1809 Scrutator Identity

RGA - p. 268
23 “Scrutator,” 1809, 229. This “Scrutator” is perhaps John Loveday Jr, who wrote articles against Gibbon in the Gentleman’s Magazine 1778, one of which appeared under the name “Scrutator”; see McCloy 1933, 76. ...

BCEME - p. 289
40 ‘Scrutator’ 1809, 229. ‘Scrutator’ may have been John Loveday Jr, who wrote articles against Gibbon in the Gentleman’s Magazine 1778, one of which appeared under this pseudonym; see McCloy 1933, 76.
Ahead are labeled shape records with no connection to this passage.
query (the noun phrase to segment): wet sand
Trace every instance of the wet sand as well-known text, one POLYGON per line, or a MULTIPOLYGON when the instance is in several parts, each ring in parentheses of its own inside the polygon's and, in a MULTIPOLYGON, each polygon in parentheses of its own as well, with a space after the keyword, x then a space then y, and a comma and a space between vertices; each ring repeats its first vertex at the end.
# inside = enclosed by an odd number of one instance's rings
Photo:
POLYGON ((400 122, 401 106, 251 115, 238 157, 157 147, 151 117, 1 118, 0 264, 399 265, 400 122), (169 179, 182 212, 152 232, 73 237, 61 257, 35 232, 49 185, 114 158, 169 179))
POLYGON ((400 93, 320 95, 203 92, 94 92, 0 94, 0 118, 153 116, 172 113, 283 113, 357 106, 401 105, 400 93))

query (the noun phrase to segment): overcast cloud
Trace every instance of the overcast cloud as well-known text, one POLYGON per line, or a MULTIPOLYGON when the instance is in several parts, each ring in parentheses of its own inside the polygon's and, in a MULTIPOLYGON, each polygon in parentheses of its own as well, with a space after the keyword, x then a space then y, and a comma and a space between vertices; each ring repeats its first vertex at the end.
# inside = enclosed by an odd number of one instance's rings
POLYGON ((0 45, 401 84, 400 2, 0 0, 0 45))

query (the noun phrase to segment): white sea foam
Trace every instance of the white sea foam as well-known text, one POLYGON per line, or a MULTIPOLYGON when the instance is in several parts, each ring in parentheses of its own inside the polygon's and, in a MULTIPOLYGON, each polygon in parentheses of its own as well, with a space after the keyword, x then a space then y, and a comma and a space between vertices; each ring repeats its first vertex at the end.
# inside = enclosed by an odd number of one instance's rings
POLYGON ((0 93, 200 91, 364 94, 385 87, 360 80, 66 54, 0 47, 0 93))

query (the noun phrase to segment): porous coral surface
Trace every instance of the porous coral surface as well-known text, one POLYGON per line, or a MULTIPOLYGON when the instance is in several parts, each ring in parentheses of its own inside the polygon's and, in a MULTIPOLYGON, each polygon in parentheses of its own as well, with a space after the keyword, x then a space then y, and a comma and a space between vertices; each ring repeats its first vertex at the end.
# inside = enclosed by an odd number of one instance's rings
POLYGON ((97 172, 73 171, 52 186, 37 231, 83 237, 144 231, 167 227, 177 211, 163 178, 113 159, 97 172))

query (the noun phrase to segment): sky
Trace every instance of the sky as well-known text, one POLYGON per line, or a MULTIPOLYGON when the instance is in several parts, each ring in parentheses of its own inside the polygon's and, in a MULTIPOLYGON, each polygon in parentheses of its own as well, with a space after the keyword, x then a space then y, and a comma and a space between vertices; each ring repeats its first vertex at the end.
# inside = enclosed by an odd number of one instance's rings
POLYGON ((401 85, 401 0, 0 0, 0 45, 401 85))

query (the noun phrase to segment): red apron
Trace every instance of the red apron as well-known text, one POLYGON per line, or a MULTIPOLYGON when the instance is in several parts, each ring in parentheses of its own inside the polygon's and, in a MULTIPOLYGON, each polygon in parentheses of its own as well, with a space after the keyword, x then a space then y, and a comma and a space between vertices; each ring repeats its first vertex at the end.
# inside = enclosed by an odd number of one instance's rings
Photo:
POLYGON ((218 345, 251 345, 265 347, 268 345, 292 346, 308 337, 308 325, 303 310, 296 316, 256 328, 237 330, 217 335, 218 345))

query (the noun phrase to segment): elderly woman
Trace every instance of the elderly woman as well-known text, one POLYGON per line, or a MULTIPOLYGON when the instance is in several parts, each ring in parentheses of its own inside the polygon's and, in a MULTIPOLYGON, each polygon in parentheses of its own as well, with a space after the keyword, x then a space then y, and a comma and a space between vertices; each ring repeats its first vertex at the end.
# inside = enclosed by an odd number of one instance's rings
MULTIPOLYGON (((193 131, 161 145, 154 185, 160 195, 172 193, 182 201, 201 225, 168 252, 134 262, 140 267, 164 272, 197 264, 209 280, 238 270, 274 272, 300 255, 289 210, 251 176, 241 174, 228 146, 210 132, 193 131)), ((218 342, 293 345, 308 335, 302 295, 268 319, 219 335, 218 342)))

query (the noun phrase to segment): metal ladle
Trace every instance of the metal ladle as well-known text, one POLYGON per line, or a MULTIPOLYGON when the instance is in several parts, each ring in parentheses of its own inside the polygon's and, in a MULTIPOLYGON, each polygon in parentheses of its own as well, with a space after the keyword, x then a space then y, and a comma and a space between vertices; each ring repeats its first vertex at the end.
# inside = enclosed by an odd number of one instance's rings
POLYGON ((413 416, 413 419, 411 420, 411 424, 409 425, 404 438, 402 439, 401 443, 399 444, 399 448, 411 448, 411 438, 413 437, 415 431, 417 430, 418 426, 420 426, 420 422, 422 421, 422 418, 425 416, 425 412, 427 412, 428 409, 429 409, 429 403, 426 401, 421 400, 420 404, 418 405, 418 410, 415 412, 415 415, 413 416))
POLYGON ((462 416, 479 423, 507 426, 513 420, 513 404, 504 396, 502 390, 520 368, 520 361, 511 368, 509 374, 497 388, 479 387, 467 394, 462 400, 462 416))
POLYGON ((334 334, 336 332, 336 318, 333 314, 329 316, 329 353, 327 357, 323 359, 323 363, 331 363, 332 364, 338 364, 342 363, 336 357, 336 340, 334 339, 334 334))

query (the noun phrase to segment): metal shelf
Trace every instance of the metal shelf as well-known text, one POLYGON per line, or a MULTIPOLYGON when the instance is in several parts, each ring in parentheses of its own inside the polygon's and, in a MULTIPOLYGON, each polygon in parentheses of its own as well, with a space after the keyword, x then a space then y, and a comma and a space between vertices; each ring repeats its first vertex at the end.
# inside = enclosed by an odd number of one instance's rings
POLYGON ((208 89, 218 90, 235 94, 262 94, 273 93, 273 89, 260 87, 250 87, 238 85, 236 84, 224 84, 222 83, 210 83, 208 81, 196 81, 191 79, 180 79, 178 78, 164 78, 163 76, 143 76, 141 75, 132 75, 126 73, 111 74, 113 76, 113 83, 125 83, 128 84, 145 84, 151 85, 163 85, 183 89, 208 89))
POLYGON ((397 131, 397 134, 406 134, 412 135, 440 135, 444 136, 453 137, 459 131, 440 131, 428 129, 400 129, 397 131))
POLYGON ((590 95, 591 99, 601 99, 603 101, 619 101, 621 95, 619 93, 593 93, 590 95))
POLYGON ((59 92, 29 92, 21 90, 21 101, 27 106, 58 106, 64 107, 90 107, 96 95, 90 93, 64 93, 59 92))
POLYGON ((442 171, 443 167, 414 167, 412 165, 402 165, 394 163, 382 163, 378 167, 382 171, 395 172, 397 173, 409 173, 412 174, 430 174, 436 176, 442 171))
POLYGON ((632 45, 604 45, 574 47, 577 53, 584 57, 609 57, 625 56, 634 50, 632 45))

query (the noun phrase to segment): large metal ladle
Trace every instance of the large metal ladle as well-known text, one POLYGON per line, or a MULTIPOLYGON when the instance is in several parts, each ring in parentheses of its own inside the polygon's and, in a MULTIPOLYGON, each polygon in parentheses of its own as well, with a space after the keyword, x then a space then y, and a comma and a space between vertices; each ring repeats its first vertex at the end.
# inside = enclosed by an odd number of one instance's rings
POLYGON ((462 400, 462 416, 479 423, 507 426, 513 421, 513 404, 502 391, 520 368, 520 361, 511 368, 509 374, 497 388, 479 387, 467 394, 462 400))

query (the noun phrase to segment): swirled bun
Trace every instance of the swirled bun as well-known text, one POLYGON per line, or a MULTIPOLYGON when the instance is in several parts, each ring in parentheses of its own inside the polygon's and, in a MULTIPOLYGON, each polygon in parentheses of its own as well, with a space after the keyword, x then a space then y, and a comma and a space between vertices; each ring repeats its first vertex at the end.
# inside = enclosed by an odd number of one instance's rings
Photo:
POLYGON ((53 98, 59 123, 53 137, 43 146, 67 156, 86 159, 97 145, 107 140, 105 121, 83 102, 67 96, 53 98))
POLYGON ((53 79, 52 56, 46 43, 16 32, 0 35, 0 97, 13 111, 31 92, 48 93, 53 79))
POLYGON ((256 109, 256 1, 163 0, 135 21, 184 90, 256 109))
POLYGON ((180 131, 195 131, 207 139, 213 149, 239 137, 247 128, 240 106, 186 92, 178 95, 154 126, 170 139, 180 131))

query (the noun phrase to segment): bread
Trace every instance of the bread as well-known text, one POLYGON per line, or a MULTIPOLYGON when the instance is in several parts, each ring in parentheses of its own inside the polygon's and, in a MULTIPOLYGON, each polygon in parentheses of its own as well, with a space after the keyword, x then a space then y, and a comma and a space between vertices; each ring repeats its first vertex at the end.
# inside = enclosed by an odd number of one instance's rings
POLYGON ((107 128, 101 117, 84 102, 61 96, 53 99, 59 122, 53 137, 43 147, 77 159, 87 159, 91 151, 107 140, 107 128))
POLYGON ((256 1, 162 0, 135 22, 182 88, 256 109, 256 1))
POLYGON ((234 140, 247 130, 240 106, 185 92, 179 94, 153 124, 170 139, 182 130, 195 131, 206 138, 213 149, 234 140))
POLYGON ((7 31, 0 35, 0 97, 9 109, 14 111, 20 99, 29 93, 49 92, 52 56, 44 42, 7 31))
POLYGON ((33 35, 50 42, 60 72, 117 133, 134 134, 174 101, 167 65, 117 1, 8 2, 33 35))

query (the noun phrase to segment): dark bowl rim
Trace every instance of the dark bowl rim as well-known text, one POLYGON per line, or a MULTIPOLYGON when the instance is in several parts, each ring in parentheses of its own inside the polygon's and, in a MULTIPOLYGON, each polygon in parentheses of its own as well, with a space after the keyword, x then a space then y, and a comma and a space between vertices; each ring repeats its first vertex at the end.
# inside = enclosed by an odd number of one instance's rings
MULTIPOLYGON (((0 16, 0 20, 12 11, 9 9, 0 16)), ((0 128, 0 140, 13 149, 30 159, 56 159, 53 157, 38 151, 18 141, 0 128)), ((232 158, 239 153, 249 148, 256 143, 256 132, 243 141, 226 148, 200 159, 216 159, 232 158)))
The Watchman, or Theological inspector [afterw.] The Christian watchman (1809)
p. 225-237 quote on p. 229

The 1778-1779 letters contra Gibbon were by the father:

LOVEDAY, JOHN (1711–1789), philologist and antiquary,

Loveday wrote many papers under various pseudonyms in the ‘Gentleman's Magazine.’ His ‘Observations upon Shrines,’ a paper read before the Society of Antiquaries on 12 Dec. 1754, was printed in ‘Archæologia,’ i. 23–6, without receiving his final correction. His annotations on the margin of his copy of Wood's ‘Athenæ Oxonienses’ were used by Dr. Bliss in his edition of that work (Preface, p. 14).


His son, John Loveday (1742–1809), scholar, born on 22 Nov. 1742 ... To the ‘Gentleman's Magazine’ he contributed many papers on local antiquities.

The son is a possibility, however there is no history of his using a pseudonym or being involved in the Gibbon controversies. A style analysis might help.

There were various Scrutator possibilities, including Charles Jerram, however he does not fit doctrinally.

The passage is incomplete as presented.